China recently set its economic growth target at between 6.5% and 7 percent this year, and though many countries would be glad to realize that level of growth, it would be China’s lowest in more than 30 years.
And there are no signs of improvement—at least for the next five years.
China released the draft outline of its 13th Five-Year Plan on Saturday, setting the annual economic growth target at an average of 6.5% from now until 2020, Xinhua reported.
That growth, however, has been considered the minimum China would need to meet its goal of doubling 2010 GDP and per capita income by 2020.
GDP in the country is expected to exceed 92.7 trillion yuan ($14.2 trillion) in 2020, compared to last year’s 67.7 trillion yuan ($10.4 trillion).
Factory conditions in China also point to a greater slowdown, as the manufacturing purchasing manager’s index fell to 49 in February, down from 49.4 in January and marking the seventh straight month of factory activity contraction.
There’s a host of reforms China has slated for the next five years, including promoting mass innovation, reforming state-owned enterprises and abolishing outmoded rules targeting the private sector.

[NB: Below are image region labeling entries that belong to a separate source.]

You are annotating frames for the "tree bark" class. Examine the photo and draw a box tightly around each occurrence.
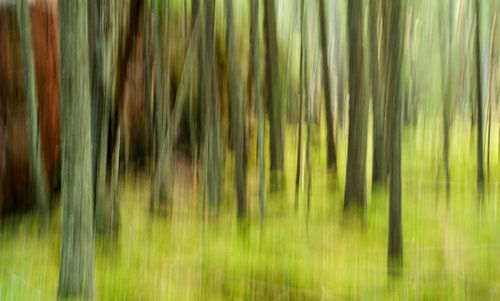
[386,1,405,276]
[295,0,305,211]
[58,0,94,300]
[200,0,223,212]
[264,0,284,183]
[250,0,266,226]
[319,0,337,174]
[225,0,247,218]
[344,1,369,213]
[369,2,387,187]
[17,0,49,219]
[475,0,484,191]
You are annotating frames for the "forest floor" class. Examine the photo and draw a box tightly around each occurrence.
[0,122,500,300]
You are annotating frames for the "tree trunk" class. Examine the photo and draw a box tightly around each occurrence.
[250,1,266,226]
[319,0,337,174]
[369,2,387,187]
[295,0,305,211]
[384,1,405,275]
[264,0,284,184]
[486,13,497,181]
[344,1,369,213]
[17,0,49,218]
[58,0,94,299]
[333,1,345,132]
[300,0,312,227]
[200,0,223,212]
[475,0,484,191]
[225,0,247,218]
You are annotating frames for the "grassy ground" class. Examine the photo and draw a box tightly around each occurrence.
[0,118,500,300]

The country also wants to encourage overseas firms to invest more in advanced manufacturing, hi-tech offerings, energy saving and environmental protection, according to Xinhua. Manufacturing upgrades will be made, pollution control will get more attention and plans for poverty reduction are also in place.
China said it set its growth target at 6.5 to 7 percent for this year taking into account the need for structural reform and job creation. Last year, the country’s economy grew 6.9%, and signs of tough times ahead are still apparent.

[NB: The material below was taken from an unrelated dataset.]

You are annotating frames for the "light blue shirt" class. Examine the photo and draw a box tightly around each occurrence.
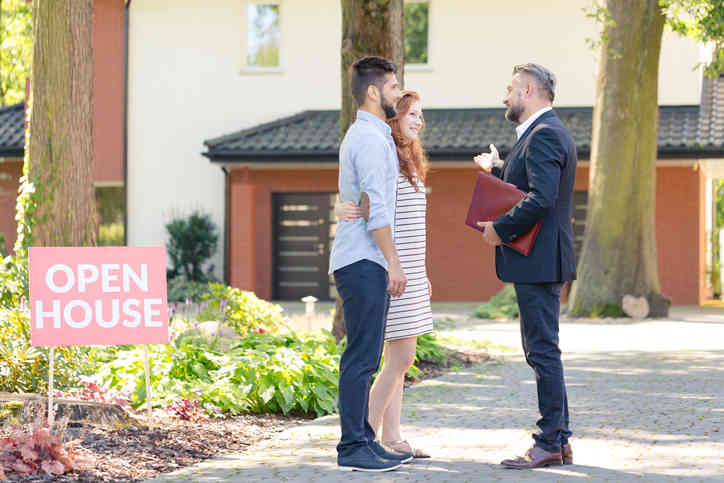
[329,110,400,273]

“A comprehensive analysis of all factors shows that China will face more and tougher problems and challenges in its development this year, so we must be fully prepared to fight a difficult battle,” the country’s premier Li Keqiang said in a report, according to Xinhua.
National People’s Congress (NPC) deputy Fang Weifeng said the slowdown is “inevitable” but that foundation for growth in the long-term looks solid.

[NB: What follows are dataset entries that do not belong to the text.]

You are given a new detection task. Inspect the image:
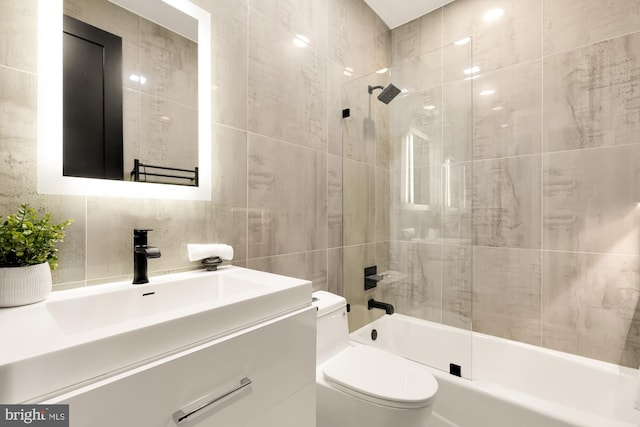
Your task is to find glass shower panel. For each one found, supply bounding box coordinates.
[343,42,474,377]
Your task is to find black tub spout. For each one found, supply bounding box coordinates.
[367,298,393,314]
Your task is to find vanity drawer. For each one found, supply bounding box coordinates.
[47,308,316,427]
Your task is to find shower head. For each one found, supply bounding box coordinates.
[368,83,402,104]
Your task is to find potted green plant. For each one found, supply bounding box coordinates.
[0,204,72,307]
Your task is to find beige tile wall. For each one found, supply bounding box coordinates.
[391,0,640,367]
[0,0,391,293]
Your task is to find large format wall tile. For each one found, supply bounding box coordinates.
[327,154,343,248]
[342,74,388,165]
[375,167,391,242]
[543,33,640,151]
[343,159,376,246]
[543,0,640,55]
[207,0,249,129]
[391,8,443,64]
[247,250,327,291]
[543,145,640,255]
[473,247,541,345]
[248,9,327,151]
[542,251,640,368]
[473,156,541,249]
[473,61,542,159]
[140,19,198,108]
[330,0,386,76]
[0,66,37,199]
[384,242,442,322]
[443,0,542,72]
[442,244,473,330]
[211,125,247,260]
[249,0,328,53]
[0,0,38,73]
[247,134,327,258]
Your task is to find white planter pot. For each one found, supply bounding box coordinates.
[0,262,52,307]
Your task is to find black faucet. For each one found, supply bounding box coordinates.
[133,228,160,285]
[367,298,393,314]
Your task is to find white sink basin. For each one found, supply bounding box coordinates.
[0,266,311,403]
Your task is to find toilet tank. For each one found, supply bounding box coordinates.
[313,291,349,364]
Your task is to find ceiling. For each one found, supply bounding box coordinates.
[364,0,453,29]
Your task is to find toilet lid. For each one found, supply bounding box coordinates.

China has been trying to move from an export-led economy to a more consumer society, and though the effort has created short-term setbacks, it’s expected to generate sustainable long-term growth.
Over the last three decades, China’s exponential growth was thanks to exports, capital investment and consumption—things considered to be on the demand side. Now the country wants to use tax cuts, entrepreneurship and innovation to stimulate business and increase supply of goods and services.
The easing of China’s one-child policy is expected to add high-quality labor to the market in the future, further boosting the supply side.
Separate from what China will have to add to realize this supply-side reform, it will also need to cut overcapacity, de-stock, de-leverage and reduce costs, as China outlined in a recent government work report.
“Analysts believe there will be further measures carried out nationwide following the annual sessions of the NPC and the CPPCC National Committee,” Xinhua reported. “With different focuses, together they will help combat an ongoing economic slow-down in the country.”